The Mountain View, Calif.-based company plans to release a new version of its software next month that will go beyond helping sellers manage their online auctions. It will help them sell on a variety of sites, from their own Web sites to storefronts such as those on Yahoo or on eBay.
As eBay has grown more popular, prices have fallen and sellers have been looking for ways to increase sales, Andale Chief Executive Munjal Shah said. The new software should help sellers by pointing their customers to other products they offer and other venues where they are selling their wares, he said.
"One lesson that came out of e-tailing was that you have to sell through more than one channel," Shah said. "All successful merchants are going to have a multichannel approach."
Online selling by small businesses has evolved from the days of mom-and-pops offering beanie babies for auction on eBay. Earlier this week, eBay opened its new storefronts to sellers, allowing them to list items at fixed prices. Among the early stores represented were IBM and the Hard Rock Cafe.
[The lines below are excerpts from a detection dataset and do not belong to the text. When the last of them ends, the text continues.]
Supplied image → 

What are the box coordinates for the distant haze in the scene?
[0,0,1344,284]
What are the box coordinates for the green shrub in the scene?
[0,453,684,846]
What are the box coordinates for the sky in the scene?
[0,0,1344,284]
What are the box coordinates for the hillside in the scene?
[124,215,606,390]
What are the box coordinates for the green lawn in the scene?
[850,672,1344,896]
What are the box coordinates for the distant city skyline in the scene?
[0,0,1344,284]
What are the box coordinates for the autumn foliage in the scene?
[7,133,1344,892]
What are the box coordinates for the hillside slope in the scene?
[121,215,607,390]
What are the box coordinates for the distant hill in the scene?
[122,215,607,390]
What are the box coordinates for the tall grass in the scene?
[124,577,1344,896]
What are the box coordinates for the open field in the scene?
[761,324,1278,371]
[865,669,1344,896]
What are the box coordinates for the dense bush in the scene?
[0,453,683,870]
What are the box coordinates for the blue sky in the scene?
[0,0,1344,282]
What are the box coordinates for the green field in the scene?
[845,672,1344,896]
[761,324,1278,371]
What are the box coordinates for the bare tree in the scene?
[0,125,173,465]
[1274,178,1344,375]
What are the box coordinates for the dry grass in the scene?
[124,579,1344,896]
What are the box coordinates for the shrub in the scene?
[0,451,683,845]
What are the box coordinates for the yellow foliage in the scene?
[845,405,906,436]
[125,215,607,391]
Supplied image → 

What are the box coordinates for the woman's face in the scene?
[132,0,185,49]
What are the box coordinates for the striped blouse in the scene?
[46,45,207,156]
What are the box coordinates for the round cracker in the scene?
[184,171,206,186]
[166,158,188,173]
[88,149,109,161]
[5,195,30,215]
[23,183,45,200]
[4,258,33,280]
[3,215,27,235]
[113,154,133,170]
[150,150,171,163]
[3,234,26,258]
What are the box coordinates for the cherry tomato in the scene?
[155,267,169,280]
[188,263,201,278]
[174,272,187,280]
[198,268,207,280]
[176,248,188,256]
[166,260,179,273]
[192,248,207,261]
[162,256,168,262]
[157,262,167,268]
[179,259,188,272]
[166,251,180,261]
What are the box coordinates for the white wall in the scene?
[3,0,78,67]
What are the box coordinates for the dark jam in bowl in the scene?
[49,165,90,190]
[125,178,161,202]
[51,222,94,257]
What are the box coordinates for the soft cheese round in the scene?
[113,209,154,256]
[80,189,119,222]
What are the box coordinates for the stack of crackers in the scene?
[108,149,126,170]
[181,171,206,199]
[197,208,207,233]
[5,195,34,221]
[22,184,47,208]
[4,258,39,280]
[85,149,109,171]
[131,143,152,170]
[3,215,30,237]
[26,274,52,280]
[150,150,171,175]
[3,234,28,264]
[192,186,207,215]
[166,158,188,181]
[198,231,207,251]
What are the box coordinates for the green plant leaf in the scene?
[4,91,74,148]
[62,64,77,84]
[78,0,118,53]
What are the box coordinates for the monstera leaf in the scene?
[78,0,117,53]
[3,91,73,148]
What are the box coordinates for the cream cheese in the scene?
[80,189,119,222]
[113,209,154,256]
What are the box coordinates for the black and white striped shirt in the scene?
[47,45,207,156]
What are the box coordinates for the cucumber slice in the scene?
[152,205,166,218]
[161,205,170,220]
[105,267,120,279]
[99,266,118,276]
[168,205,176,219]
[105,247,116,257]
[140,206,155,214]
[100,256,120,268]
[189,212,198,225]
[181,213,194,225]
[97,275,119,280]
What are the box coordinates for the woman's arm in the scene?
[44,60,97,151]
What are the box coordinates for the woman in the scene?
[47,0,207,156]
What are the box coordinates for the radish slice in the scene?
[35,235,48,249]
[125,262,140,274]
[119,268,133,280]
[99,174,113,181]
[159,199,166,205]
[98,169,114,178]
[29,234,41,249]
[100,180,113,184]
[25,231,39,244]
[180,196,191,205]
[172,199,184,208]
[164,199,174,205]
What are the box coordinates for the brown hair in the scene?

eBay's storefronts join earlier efforts by Andale, AuctionWatch and Yahoo. eBay also operates Half.com. Like Amazon's Marketplace, which also debuted last year, Half.com allows small sellers to offer used and collectible goods at discount prices.
The software Andale offers now lets sellers list goods on auction sites such as eBay and on Andale's own storefronts. The new software, code-named "Freedom," will help sellers list items on eBay's storefronts and on sellers' own Web sites. The software will also allow sellers to send customers Web-based e-mail through which customers can make purchases.
The Freedom software, which Andale will launch by July 4, will combine all of a seller's inventory into one database. The software will also allow sellers to see which of their items are selling best on each venue, which will give them the option of adjusting their listings accordingly.
By making it easier to list and manage multiple items or auctions on several different sites, the software should attract more sellers to eBay and other sites and should encourage them to list more items, said Jared Blank, a digital commerce analyst with New York-based Jupiter Media Metrix. Since both eBay and Andale take a commission on both listings and sales made through their sites, both should benefit from an increase in sellers, Blank said.
"Is it going change the world? No," Blank said. "But it will make selling easier for small businesses who use the product, which is always a good thing."
Chris Langley owns 1overpar.com, which sells used and outdated golf clubs on eBay and through its site. The Greenville, N.C.-based company lists some 1,000 auctions a week and turned to Andale because it needed an easy way to automate not only listings but communication with customers as well.
Langley said he is excited about Andale's new service because he thinks it will help him sell additional products to customers that he would not have been able to auction off. For instance, in an e-mail to his auction customers, he might be able to easily offer a golf shirt or a set of golf balls on top of the golf clubs they purchase.
"We're definitely going to be taking advantage of that," Langley said.
Despite its advantages, Andale's new software faces a number of challenges, said Gartner e-commerce analyst Whit Andrews. Although selling through multiple venues and formats will be a big advantage for small businesses, convincing them of that could take some time, he said. Many sellers, for instance, are dedicated to just selling on eBay or only selling through Amazon Auctions.
Meanwhile, with literally millions of small businesses in the United States, it will take a great deal of time and money for a relatively unknown company like Andale to establish themselves as the online tool of choice for those businesses, Andrews said. And Andale could face more formidable competition in the future; Microsoft has been edging closer toward the auction management areas with its bCentral Web site.
"You're talking about an enormous number of entrepreneurs and small enterprises," Andrews said. "Reaching them and penetrating that market is going to be an extremely difficult task."
Andale competes against companies such as AuctionWatch and GoTo Auctions, both of which are also trying to evolve their services. GoTo Auctions, for instance, in January launched its Channel Fusion product, which helps large-scale sellers such as Sun Microsystems list items for auction and interact with their online customers.